Types of power plants


Steam turbine plants



Most traditional power plants make energy by burning fuel to release heat. For that reason, they're called thermal (heat-based) power plants. Coal and oil plants work much as I've shown in the artwork above, burning fuel with oxygen to release heat energy, which boils water and drives a steam turbine. This basic design is sometimes called a simple cycle.

Cutaway model of a steam turbine

Photo: An excellent cutaway model of a steam turbine and electricity generator. Steam flows into the turbine through the huge gray pipes at the top, turning the windmill-like turbine in the middle. As the turbine spins, it turns the electricity generator connected to it (the blue cylinder you can just see on the right). This model lives in Think Tank, the science and engineering museum in Birmingham, England.


Gas turbine plants



Natural gas plants work in a slightly different way that's quite similar to how a jet engine works. Instead of making steam, they burn a steady stream of gas and use that to drive a slightly different design of turbine (called a gas turbine) instead.

Combined designs


Every power plant ever built has had one main objective: to get as much useful electricity as possible from its fuel—in other words, to be as efficient as possible. When jet engines scream through the sky firing hot gases like rocket jets in their wake, they're wasting energy. There's not much we can about that in a plane, but we can do something about it in power station. We can take the hot exhaust gases coming from a gas turbine and use them to power a steam turbine as well in what's called a combined cycle. That allows us to produce as much as 50 percent more electricity from the fuel compared to an ordinary, simple cycle plant. Alternatively, we can improve the efficiency of a power plant by passing waste gases through a heat exchange so they heat up water instead. This design is called combined heat and power (CHP) or co generation, and it's rapidly becoming one of the most popular designs (it can also be used for very small-scale power production in units roughly the same size as car engines).

Nuclear plants


Nuclear power plants work in a similar way to simple cycle coal or oil plants but, instead of burning fuel, they smash atoms apart to release heat energy. This is used to boil water, generate steam, and power a steam turbine and generator in the usual way. For more details, see our main article on how nuclear power plants work.

Hydro plants



While all these types of power plants are essentially thermal (generating and releasing heat to drive a steam or gas turbine), two other very common types don't use any heat whatsoever. Hydroelectric and pumped storage plants are designed to funnel vast amounts of water past enormous water turbines (think of them as very efficient water wheels), which drive generators directly. In a hydroelectric plant, a river is made to back up behind a huge concrete dam. The water can escape through a relatively small opening in the dam called a penstock and, as it does so, it makes one or more turbines spin around. For as long as the river flows, the turbines spin and the dam generates hydroelectric power. Although they produce no pollution or emissions, hydroelectric stations are very damaging in other ways: they degrade rivers by blocking their flow and they flood huge areas, forcing many people from their homes (the Three Gorges Dam in China displaced an estimated 1.2 million people).

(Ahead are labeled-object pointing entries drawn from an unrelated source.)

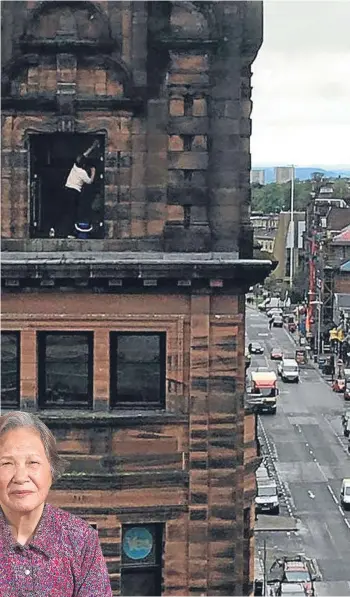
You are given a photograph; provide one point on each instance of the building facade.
(257, 177)
(129, 343)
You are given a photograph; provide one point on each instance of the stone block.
(199, 107)
(188, 160)
(175, 143)
(176, 107)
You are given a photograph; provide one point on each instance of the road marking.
(333, 494)
(341, 511)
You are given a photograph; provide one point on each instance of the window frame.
(155, 568)
(122, 404)
(17, 335)
(41, 368)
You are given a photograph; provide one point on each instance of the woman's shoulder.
(72, 525)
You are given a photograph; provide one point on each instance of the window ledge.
(64, 418)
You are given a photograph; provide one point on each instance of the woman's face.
(25, 472)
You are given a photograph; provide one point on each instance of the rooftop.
(343, 236)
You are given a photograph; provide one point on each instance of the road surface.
(310, 458)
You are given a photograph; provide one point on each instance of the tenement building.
(123, 323)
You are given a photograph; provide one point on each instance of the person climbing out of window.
(76, 209)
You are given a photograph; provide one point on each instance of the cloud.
(301, 84)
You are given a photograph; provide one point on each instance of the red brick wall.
(203, 347)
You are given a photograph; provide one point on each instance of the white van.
(288, 369)
(345, 494)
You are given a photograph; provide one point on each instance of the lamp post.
(291, 261)
(319, 307)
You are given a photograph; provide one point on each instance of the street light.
(319, 306)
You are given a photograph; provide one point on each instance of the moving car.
(267, 497)
(288, 369)
(256, 348)
(264, 391)
(347, 392)
(277, 321)
(275, 311)
(345, 494)
(262, 473)
(276, 354)
(338, 385)
(345, 420)
(293, 570)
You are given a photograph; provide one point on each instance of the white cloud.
(301, 85)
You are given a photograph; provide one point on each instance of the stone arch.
(46, 7)
(189, 20)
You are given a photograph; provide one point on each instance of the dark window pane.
(140, 582)
(138, 368)
(65, 365)
(10, 369)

Pumped storage generates electricity in a similar way to a hydroelectric plant, but shuttles the same water back and forth between a high-level lake and a lower one. At times of peak demand, the water is allowed to escape from the high lake to the lower one, generating electricity at a high price. When demand is lower, in the middle of the night, the water is pumped back up again from the low lake to the high one using low-rate electricity. So pumped storage is really a way of taking advantage of how electricity is worth more at some times than at others.